Loin des discours sur la prétendue « démission » des éducateurs, l’enjeu de notre travail a été de comprendre cette transformation. Nous avons interrogé par entretien, puis par questionnaire, des parents d’enfants scolarisés au collège.
Les entretiens révèlent l’évolution de notre rapport à l’enfant : celui-ci n’est plus considéré comme un « objet » que l’on poserait dans un coin et qui devrait nous obéir au doigt et à l’œil sans discuter, mais il est écouté et sait qu’il peut négocier les décisions. Pour autant, les parents restent confrontés à la question des limites et des règles : comment les incarner et les mettre en place dans ce climat plus égalitaire ? Pour « réinventer » ainsi l’éducation, trois principes reviennent : le dialogue, la confiance et l’autonomie, dont les parents ne doutent pas de la pertinence. Mais tout peut-il se négocier ? Faut-il tout dire aux enfants ? Leur fait-on réellement confiance ? Peut-on considérer l’enfant comme autonome, au même titre que l’adulte, alors qu’il n’a pas les mêmes outils pour penser et agir dans le monde ? Par ces questionnements, notre travail pointe les impensés de ces nouveaux repères éducatifs et permet de dévoiler les difficultés qu’ils peuvent véhiculer.

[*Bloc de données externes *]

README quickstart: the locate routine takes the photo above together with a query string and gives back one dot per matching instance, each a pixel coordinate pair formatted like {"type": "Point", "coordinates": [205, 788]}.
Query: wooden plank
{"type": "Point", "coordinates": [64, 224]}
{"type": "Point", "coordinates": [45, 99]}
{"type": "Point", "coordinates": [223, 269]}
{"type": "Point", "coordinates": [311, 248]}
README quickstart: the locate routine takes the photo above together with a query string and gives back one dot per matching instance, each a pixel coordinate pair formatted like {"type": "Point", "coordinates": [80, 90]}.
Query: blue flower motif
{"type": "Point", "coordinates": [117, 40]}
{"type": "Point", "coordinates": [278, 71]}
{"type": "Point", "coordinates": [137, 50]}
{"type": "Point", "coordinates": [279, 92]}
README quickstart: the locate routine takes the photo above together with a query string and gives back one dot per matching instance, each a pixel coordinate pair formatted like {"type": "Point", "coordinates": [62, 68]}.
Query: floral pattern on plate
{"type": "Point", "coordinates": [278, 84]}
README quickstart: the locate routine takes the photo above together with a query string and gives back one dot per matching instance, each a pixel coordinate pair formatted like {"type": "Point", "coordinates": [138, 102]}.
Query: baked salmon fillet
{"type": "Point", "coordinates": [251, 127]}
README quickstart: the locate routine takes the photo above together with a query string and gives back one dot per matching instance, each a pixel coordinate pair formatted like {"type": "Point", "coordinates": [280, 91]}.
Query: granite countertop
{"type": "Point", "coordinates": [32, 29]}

Les réponses au questionnaire sur l’organisation quotidienne renouvellent l’étude de l’éducation familiale. Elles dessinent une image actuelle des pratiques parentales d’autorité et des valeurs éducatives promues par les parents en soulignant leur évolution. Ainsi, contrairement à ce qui s’observait il y a encore quelques dizaines d’années, la façon dont les parents mettent en place des règles au quotidien n’est plus définie par leur origine sociale. Les réponses au questionnaire indiquent que le fonctionnement des familles s’est réorganisé autour du repère « traditionnel » : le sexe de l’enfant, les filles étant plus « cadrées » que les garçons.
Enfin, en révélant que la façon dont les règles sont mises en place à la maison influence le comportement des élèves au collège, notre travail prouve que la liaison souvent avancée entre milieu social et déviance est simpliste. Pour penser l’autorité, il faut bien davantage se centrer sur la pratique et non sur le fait de dire les règles. Le sens des règles pour l’enfant réside dans l’usage qu’en font les adultes.
Julie Pinsolle
« L’éducation familiale transformée, approche anthropo‑didactique de l’autorité à la préadolescence. Appréhension des pratiques dans la région bordelaise » : thèse soutenue le 1er décembre 2015. Directeur de recherche : Bernard Sarrazy. Sciences de l’éducation. Université de Bordeaux.